What was not disclosed then and in succeeding years was that both Defense and the CIA had adopted harsh interrogation techniques adapted from the SERE program. Those violated not just the Geneva Conventions but elements of U.S. law that made it a crime for an American to carry out torture abroad.

Sensitive to the law, the CIA on several occasions sought assurance from the White House that its practices were legal. It did not initiate waterboarding of its first high-value al Qaida captive, Abu Zubaida, until it received oral authority from the Justice Department on Aug. 1, 2002. That September it was in a written opinion.

On July 3, 2003, CIA Director George J. Tenet, in a memo to national security adviser Condoleezza Rice, again sought assurance that the White House’s legal support was unwavering.

He pointed to an updated Sept. 20, 2002, Justice authorization for “stress and duress” techniques. By that time three targets, Abu Zubaida, Khalid Sheik Mohammed (KSM) and Abd al-Rahim al-Nashiri, had been waterboarded and were providing information.

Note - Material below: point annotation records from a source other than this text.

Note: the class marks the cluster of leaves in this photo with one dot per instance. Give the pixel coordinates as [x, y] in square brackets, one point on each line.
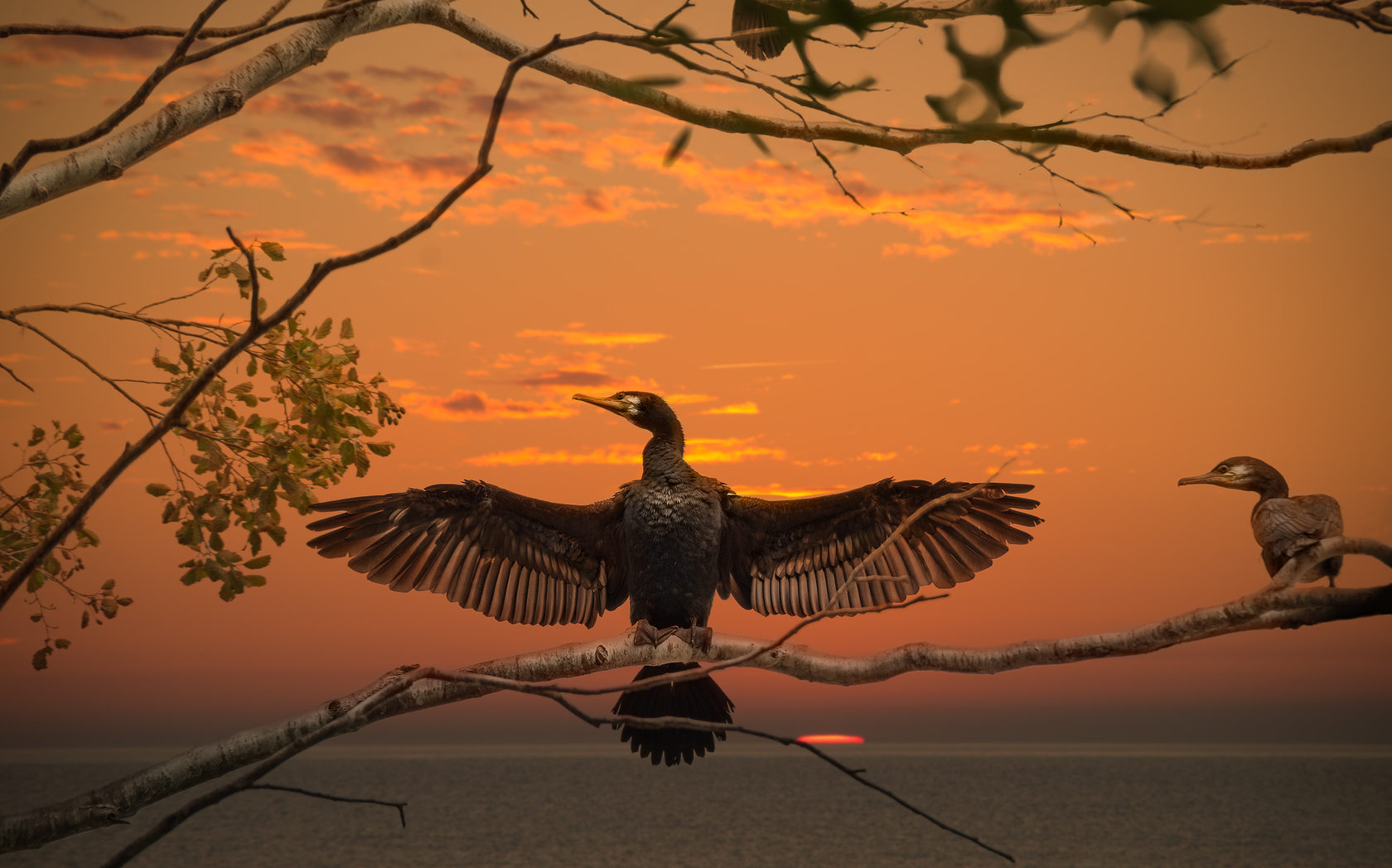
[301, 419]
[53, 465]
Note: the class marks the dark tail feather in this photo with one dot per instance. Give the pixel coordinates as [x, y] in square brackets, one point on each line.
[700, 700]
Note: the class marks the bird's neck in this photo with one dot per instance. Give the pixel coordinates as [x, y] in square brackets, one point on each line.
[1271, 487]
[663, 452]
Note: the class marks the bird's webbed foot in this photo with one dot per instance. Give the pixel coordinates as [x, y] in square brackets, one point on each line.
[648, 634]
[696, 638]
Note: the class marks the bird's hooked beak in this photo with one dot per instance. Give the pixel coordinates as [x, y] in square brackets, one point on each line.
[1213, 477]
[610, 403]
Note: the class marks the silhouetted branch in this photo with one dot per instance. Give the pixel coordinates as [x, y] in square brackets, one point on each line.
[317, 276]
[77, 30]
[858, 775]
[1265, 610]
[400, 806]
[307, 46]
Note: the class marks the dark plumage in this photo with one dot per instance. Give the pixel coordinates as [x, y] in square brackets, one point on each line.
[1283, 525]
[669, 542]
[753, 16]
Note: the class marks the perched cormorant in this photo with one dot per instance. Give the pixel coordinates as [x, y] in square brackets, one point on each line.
[1283, 525]
[755, 16]
[669, 542]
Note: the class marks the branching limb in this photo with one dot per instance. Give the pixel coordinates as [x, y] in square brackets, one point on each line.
[858, 775]
[124, 110]
[61, 348]
[389, 686]
[77, 30]
[317, 274]
[308, 45]
[1265, 610]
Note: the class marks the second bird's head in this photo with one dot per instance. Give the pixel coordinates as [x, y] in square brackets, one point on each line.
[644, 409]
[1238, 472]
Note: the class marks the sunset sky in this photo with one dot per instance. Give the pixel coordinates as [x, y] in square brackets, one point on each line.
[974, 311]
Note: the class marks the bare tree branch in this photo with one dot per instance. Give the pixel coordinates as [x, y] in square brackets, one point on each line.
[317, 276]
[77, 30]
[400, 806]
[1265, 610]
[311, 43]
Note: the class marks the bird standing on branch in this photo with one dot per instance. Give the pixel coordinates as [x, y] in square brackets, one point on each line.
[1283, 525]
[669, 542]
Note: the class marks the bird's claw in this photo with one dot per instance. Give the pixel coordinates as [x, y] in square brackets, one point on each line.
[648, 634]
[696, 638]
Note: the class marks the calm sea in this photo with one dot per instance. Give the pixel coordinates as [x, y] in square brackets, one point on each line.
[755, 806]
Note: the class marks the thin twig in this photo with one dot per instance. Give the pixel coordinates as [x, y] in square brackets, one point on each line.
[400, 806]
[858, 775]
[251, 268]
[28, 326]
[14, 376]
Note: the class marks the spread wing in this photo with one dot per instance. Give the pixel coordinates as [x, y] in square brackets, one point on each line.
[791, 557]
[753, 16]
[1283, 526]
[510, 557]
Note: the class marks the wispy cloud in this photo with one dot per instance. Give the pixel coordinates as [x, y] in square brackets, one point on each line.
[713, 451]
[595, 338]
[468, 405]
[747, 407]
[425, 348]
[735, 364]
[776, 490]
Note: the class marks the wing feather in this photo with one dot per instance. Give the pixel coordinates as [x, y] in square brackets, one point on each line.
[510, 557]
[790, 557]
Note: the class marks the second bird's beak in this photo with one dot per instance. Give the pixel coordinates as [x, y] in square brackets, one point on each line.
[613, 405]
[1211, 479]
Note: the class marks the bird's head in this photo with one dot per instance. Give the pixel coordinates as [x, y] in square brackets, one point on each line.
[644, 409]
[1240, 472]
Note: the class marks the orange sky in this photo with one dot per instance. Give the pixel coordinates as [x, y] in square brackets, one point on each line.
[812, 345]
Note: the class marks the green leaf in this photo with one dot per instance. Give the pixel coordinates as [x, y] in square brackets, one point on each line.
[679, 145]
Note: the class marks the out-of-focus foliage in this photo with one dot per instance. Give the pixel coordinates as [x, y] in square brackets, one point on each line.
[301, 419]
[51, 475]
[297, 417]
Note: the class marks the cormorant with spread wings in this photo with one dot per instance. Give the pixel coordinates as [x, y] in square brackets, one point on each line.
[667, 544]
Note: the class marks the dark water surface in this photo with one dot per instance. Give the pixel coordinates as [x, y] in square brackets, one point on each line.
[1050, 806]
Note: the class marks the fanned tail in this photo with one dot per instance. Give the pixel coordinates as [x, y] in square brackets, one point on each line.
[699, 700]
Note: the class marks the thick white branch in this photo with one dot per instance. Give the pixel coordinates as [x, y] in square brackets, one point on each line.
[309, 45]
[1270, 608]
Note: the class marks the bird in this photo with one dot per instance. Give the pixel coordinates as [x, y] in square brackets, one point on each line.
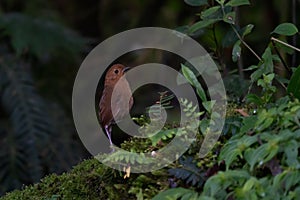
[108, 108]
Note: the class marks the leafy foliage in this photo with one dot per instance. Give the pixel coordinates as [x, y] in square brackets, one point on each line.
[36, 135]
[28, 131]
[188, 171]
[257, 156]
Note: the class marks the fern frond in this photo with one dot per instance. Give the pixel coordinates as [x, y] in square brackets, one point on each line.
[188, 172]
[30, 123]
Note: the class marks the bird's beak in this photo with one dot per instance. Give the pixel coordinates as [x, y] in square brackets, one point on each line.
[126, 69]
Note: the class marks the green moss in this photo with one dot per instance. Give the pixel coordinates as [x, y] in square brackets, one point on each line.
[83, 182]
[93, 180]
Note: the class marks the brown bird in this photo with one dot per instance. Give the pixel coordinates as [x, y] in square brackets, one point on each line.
[117, 108]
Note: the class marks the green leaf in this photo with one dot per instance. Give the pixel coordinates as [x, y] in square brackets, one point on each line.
[208, 105]
[229, 18]
[212, 13]
[196, 2]
[236, 51]
[248, 124]
[201, 24]
[287, 29]
[173, 193]
[294, 84]
[238, 3]
[267, 61]
[253, 98]
[247, 29]
[39, 36]
[190, 76]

“Our officers are relying on the guidance they have been given that they are implementing U.S. policy,” Tenet wrote in requesting “the administration reaffirm its commitment to the use of enhanced techniques in this program as appropriate.”

At a July 29, 2003, White House meeting with Rice, Attorney General John D. Ashcroft and White House counsel Alberto R. Gonzales present, CIA officials went over the program in detail. Rice commented on the number of times KSM had been waterboarded, 119 at that point. Ashcroft said that he was aware and that it was within what was authorized, according to a CIA memorandum of the meeting. That memo was part of the Senate Intelligence Committee’s recent report but did not include Ashcroft’s comments. A full and declassified version of the memo has been published on a Web site run by former agency officials.

The CIA suspended its interrogation program on two other occasions. One was in response to a critical CIA inspector general’s report in 2004, after which the White House and the Justice Department in May 2005 authorized continued use of 13 techniques. Thereafter, “enhanced interrogation” techniques were used on five detainees through December 2005, when another suspension was begun.

It was against that record Congress passed legislation that immunized former interrogators and others in the program.

Those calling for another federal criminal investigation based on the Senate panel’s report should realize they are not only dealing with an incomplete record but forgetting history.